When it comes to investments, the first thing that comes to a lot of Filipino’s minds is Stock Market Investment. Although this is a very smart investment, not everyone is able to find the time to study extensively and watch their own stocks.
Good news to those who feel that they don’t have time to control their individual stocks, maybe Mutual Funds Investment is for you.
According to Forbes, mutual funds provide you with an “auto-pilot” with regards to your investments. You can invest it and forget about it until it is ripe or ready.
What are mutual funds?
In simple terms, Mutual Funds is a type of investments where you join other investors in putting money in a basket. All your investments will be pooled and managed by expert fund managers. They are the ones who make sure your money grows by joining diversified portfolios of stocks, securities, bonds, money market or even other mutual funds.

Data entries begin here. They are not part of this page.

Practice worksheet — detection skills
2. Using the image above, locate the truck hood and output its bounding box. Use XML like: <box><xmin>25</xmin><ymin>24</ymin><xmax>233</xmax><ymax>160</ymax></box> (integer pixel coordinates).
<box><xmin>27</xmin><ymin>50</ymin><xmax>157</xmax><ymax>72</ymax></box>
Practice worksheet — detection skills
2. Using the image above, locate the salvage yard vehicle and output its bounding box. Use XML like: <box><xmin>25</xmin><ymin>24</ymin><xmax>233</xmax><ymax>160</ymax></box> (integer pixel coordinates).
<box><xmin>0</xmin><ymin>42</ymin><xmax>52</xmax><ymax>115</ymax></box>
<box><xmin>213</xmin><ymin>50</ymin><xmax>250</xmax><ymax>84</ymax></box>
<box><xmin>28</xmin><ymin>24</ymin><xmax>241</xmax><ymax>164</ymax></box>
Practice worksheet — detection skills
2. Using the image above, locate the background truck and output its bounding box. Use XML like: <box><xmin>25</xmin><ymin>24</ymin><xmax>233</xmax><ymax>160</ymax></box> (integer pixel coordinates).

What’s there to know before you invest?
- Just because it is an “auto-pilot” investment type, it doesn’t mean that it has no risks. – ask yourself how much risk you are willing to take.

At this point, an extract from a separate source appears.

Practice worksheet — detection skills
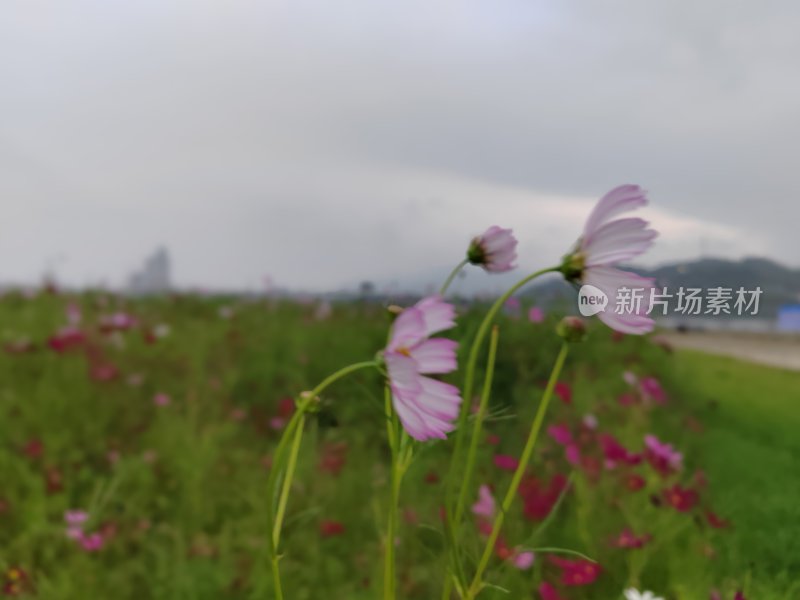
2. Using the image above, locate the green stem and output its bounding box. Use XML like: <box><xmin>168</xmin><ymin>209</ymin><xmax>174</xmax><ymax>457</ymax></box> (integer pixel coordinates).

- You have to have a target or a goal. – ask yourself how long you plan to save and what you are investing for.
- You have to understand that because the funds are going to be handled by fund managers, you will have to pay front-end fees and back-end fees.
- When you invest in mutual funds, you buy shares, these are based on Net Asset Value Per Share (NAVPS)
- There are different kinds of Mutual Funds. You have to know which one suits your goals and risk tolerance.
What are the kinds of Mutual Funds?
Equity Funds. The funds are primarily invested in the Philippine stock market and are chosen by the fund manager.
Bond Funds. The funds are invested in government and other private companies’ fixed income securities.
Balanced Funds. The funds are invested in both equity and bonds.
Money Market Funds. This is just like balanced funds but the investments are short-term, usually a year or even less.